Серьёзными «книжки» быть не могут. Всё это напоминает стеснение ребёнка, называющего «известные части организма» уменьшительно-инфантильным существительным.
Щедрин дал лексику русской интеллигенции (прим. 703). Его обороты — бессмысленные — все восприняли. Достоевский писал в фельетоне «Господин Щедрин или раскол в нигилистах»:
«Щедродаров (т.е. Щедрин. — О.) между действительно талантливыми вещами мог писать иногда по целым листам юмористики, в которых ни редакция, ни читатели, ни сам он не понимали ни шиша, но в которых как будто намекалось на что-то такое таинственное, умное и себе на уме, одним словом, в духе редакции, так что простодушный читатель бывал очарован и говорил про себя: „Вот оно что!“»

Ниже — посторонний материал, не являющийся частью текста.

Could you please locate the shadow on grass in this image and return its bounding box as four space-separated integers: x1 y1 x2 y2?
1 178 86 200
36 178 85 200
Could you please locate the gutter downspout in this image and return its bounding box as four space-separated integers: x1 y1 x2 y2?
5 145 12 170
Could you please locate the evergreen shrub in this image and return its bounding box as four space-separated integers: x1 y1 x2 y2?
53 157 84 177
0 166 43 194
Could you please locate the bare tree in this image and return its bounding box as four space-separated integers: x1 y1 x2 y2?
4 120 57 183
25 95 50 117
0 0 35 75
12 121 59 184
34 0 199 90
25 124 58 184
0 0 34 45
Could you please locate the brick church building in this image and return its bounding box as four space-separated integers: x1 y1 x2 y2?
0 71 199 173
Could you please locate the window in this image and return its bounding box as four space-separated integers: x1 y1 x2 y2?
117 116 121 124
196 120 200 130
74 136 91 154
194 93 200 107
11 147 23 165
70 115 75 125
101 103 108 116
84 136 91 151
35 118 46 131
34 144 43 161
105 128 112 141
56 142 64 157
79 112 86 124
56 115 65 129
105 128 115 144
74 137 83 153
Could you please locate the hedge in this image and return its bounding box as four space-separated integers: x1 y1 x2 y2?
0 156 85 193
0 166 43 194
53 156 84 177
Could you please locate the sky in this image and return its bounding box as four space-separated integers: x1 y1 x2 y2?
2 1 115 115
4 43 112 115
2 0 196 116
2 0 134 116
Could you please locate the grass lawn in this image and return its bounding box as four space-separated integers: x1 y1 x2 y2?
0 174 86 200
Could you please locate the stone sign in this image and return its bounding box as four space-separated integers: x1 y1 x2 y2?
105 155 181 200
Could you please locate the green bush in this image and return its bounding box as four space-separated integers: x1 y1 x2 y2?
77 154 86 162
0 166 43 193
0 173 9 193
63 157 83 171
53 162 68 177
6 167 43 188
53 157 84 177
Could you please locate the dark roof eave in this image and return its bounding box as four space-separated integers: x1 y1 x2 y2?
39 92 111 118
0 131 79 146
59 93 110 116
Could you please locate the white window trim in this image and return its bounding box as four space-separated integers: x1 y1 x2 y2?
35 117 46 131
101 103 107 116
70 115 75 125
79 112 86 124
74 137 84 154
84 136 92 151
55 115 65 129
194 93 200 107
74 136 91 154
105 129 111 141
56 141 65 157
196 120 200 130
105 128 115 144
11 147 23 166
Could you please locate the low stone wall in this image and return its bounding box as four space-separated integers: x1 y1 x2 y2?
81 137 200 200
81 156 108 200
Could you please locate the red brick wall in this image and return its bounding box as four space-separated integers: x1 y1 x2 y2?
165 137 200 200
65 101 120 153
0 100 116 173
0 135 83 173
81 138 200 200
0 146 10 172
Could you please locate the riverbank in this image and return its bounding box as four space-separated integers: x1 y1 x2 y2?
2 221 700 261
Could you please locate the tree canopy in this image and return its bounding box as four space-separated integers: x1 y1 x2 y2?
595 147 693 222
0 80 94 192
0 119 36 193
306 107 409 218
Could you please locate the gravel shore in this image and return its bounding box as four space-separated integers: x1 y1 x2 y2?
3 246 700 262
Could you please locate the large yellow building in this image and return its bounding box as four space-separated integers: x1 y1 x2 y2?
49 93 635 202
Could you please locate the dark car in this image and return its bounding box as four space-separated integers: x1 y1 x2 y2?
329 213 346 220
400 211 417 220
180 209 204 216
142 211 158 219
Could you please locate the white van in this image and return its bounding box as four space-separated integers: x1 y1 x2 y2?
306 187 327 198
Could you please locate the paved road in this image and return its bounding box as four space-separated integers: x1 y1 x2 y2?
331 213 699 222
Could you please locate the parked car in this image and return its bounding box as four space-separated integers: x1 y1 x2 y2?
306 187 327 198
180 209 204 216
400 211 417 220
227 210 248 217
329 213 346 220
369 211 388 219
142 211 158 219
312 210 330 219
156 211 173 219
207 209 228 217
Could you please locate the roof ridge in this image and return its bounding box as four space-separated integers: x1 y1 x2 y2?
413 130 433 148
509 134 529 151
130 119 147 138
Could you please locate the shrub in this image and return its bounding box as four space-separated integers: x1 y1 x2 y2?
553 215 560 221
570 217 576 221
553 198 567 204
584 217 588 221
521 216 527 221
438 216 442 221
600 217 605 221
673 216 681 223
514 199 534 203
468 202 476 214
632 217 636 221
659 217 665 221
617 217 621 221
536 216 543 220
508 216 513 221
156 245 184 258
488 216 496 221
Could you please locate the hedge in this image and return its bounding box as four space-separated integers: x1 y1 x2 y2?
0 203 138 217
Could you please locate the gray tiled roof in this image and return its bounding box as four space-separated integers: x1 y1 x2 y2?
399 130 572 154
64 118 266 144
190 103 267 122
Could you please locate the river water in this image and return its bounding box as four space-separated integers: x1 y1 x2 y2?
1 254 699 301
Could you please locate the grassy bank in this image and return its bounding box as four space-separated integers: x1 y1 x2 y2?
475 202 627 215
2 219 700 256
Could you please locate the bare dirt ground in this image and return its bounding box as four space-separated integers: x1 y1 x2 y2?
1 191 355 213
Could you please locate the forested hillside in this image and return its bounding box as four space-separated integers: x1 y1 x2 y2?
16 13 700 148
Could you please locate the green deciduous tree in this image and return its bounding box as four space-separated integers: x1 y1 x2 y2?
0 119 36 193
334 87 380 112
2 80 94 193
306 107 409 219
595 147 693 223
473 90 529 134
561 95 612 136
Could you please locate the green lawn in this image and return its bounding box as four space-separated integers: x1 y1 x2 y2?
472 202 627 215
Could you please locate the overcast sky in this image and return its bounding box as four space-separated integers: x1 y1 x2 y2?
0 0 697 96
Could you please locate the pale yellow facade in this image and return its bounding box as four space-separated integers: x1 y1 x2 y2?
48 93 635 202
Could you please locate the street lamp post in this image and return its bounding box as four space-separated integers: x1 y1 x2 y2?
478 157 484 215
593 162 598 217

Щедрин превратил русский язык в мат (прим. 719).
Очень наивны тс люди, которые считают Набокова порнографом поневоле (например, Вейдле). Гениальные книги по заказу-расчёту не пишутся. Даже если таковой есть — это фикция. Тут логика внутреннего развития темы, гениально угадываемая гением. «Лолита» или «Бледный огонь» имеют для развития русской истории и культуры гораздо большее значение, чем все «обличительные» произведения последней эмиграции вместе взятые. Набоков — это взрослый русский, освобождённый от злобной тьмы отечественного инфантилизма, сексуальных запретов и затаённых комплексов. Здесь даже не столько символизация, сколько иерархизация сексуального опыта.